John Reilly And Friends, St Giles-in-the-Fields, London
He has an actor's confidence with funny, off the cuff chat, riffing on his discomfort with the music’s religious conservatism
Nick Hasted has been a film journalist since 1986. He writes about film, music, books and comics for The Independent, Sight & Sound, Uncut and Little White Lies. He has published two books: The Dark Story of Eminem (2002), and You Really Got Me: The Story of The Kinks (2011), both from Omnibus Press.
Friday 08 February 2013
“We’re not done with you yet,” booms the big man bounding up the aisle as support act Fionn Regan sings his last note.
John C. Reilly doesn’t only lose the “C” when not acting, but the crumpled intensity he has brought to even his comedy roles since making his name in Paul Thomas Anderson’s Boogie Nights (1997).
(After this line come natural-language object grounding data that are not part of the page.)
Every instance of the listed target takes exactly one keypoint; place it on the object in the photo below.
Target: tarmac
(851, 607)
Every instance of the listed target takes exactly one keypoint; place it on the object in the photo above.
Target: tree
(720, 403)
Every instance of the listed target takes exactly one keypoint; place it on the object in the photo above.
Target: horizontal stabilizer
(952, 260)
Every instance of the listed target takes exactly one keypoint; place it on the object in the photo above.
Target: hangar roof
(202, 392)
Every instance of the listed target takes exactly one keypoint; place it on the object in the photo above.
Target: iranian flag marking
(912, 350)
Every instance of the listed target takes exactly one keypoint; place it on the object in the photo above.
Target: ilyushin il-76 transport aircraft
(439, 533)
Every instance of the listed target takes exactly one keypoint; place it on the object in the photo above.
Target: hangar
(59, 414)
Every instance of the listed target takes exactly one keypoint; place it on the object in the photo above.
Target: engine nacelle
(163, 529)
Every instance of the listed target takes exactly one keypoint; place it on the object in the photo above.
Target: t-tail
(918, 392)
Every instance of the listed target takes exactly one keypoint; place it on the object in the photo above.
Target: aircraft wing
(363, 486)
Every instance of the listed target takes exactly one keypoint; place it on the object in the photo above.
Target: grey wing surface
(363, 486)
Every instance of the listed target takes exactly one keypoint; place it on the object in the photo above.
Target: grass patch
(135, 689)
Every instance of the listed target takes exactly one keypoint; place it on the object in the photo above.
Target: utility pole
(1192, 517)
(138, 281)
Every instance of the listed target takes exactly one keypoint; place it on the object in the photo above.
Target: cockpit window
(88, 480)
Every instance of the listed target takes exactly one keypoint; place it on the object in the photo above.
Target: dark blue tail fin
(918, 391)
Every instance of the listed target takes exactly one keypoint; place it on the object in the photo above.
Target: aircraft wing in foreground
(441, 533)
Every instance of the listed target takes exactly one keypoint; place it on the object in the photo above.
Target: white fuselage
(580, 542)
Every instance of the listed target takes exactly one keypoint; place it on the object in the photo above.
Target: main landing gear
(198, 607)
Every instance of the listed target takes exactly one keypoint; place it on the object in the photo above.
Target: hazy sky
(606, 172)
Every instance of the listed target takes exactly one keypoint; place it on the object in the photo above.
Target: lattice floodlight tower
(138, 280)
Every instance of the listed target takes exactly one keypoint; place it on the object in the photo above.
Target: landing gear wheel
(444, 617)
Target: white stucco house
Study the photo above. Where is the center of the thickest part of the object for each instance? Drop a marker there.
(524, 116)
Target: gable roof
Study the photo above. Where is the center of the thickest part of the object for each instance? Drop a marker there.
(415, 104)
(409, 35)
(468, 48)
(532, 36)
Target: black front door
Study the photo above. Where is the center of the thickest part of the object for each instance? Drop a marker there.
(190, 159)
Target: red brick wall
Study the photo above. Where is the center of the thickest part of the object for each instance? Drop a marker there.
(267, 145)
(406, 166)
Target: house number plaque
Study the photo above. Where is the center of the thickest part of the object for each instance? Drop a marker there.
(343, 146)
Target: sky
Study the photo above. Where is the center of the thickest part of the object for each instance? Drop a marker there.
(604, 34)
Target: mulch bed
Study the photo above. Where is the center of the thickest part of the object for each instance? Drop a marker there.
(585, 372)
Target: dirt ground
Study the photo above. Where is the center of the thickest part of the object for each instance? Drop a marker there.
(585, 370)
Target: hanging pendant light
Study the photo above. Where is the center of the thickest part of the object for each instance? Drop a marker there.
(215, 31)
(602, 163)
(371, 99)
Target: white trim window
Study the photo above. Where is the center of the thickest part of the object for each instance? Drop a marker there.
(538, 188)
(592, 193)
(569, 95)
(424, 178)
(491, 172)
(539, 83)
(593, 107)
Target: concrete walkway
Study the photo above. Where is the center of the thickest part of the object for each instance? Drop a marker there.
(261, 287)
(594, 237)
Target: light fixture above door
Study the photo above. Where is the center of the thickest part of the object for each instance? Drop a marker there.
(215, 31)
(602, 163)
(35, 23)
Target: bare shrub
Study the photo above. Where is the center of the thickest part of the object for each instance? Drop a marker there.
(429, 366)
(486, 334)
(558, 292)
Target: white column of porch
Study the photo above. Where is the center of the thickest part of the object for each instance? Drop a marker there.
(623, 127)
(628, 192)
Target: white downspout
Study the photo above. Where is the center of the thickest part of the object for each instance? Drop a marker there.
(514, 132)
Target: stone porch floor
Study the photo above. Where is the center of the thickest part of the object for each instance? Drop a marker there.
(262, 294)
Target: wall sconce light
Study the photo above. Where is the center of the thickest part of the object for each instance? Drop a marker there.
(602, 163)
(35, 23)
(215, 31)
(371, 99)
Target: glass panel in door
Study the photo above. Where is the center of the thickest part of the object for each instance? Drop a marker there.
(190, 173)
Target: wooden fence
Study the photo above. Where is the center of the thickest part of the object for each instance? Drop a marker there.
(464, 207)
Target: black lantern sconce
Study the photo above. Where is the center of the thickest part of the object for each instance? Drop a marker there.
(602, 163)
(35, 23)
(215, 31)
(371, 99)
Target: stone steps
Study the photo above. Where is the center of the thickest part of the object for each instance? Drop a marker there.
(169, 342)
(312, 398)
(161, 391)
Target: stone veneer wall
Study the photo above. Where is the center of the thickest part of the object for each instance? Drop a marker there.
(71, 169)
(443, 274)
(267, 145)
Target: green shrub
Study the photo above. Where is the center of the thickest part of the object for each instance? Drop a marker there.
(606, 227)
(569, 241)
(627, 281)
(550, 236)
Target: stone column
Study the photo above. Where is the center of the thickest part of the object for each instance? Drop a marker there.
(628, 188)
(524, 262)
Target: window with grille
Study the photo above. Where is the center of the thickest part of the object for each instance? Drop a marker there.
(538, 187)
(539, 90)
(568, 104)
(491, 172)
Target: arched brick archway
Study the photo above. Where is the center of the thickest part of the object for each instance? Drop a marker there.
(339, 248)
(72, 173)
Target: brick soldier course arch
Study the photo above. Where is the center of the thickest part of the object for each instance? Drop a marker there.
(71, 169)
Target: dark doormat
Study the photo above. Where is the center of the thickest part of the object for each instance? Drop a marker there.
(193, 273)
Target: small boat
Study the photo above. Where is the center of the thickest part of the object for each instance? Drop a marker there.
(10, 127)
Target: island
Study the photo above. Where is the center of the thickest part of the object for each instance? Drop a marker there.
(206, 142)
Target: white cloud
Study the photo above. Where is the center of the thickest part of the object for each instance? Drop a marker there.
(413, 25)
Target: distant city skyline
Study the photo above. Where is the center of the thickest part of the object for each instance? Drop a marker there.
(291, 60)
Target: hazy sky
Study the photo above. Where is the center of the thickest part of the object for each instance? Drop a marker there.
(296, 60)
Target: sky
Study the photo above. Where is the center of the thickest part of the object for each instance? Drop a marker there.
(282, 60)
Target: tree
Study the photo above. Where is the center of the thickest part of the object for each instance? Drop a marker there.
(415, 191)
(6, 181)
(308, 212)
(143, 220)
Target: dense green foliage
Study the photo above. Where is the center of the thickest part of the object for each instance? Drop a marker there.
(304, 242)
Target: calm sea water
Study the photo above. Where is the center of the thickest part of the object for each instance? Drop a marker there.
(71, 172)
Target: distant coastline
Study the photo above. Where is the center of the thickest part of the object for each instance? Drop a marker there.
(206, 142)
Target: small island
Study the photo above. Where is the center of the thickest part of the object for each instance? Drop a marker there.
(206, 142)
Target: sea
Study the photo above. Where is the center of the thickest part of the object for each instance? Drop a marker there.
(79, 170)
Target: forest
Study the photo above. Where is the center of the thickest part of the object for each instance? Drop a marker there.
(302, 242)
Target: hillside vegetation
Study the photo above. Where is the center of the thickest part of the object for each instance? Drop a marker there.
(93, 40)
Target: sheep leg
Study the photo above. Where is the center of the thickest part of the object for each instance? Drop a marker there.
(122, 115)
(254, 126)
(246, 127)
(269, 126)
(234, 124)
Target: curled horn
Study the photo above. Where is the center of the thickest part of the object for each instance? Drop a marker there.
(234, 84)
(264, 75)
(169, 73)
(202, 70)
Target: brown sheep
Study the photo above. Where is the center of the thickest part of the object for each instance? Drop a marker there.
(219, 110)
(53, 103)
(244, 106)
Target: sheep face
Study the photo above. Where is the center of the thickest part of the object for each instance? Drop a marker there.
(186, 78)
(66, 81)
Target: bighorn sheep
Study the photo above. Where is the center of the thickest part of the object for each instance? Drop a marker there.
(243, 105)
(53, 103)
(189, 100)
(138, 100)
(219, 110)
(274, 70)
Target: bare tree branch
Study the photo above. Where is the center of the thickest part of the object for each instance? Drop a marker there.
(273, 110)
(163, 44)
His sideline as a singer of the sort of old-time Americana T. Bone Burnett resurrected in the Oh Brother, Where Art Thou? soundtrack is plainly pure pleasure. It’s also a mission, shared with his friend Jack White, whose Third Man label has released singles by Reilly and tonight’s accomplices, Tom Brosseau and Lavender Diamond’s Becky Stark.
“The whole idea of this band is to keep old songs alive,” Reilly tells the unusually mature gig crowd drawn to the beautiful Soho church where William Blake worshipped.
In grey jacket, waistcoat and hat, Reilly has an old country singer’s semi-formal attire, and a strong, high croon to match. Brosseau and Stark, the former joining him on acoustic guitar, complete perfect harmonies. The songs mix 20 century country hits and more mysterious folk tunes with roots, Reilly acknowledges, winding back to the British Isles and as old as this church.
He has an actor’s confidence to hold us with funny, off the cuff chat, riffing on his discomfort with the music’s religious conservatism. The audience, too, laugh easily at the Damascene conversion on the way to the saloon in George Jones’s “Don’t Go”. Reilly does send up a prayer before a guitar solo, answered when he pulls it off. This personably comic tone leads us by the hand into old-time America’s wonders.
Ray Price’s “Heartaches by the Number” has country’s jet-black fatalism, Phil Ochs’s “There But for Fortune” a more hard-bitten sadness, from a more resistant tradition. The Carter Family’s “The Winding Stream”, taken by Stark and Brosseau while Reilly “wipes the flop-sweat from my brow”, is a waking dream quietly glorying in God’s nature, sung with the genre’s high lonesome sound.
There’s something pretty and peaceful in the entwined voices and acoustic guitar strums, the singers rising and sinking together on “Ain’t No Grave Can Hold My Body Down” (dedicated to Richard III), as the meditatively slow, soft sounds are carried on the church’s pure acoustics. The trio take a theatrical bow, humble mission accomplished.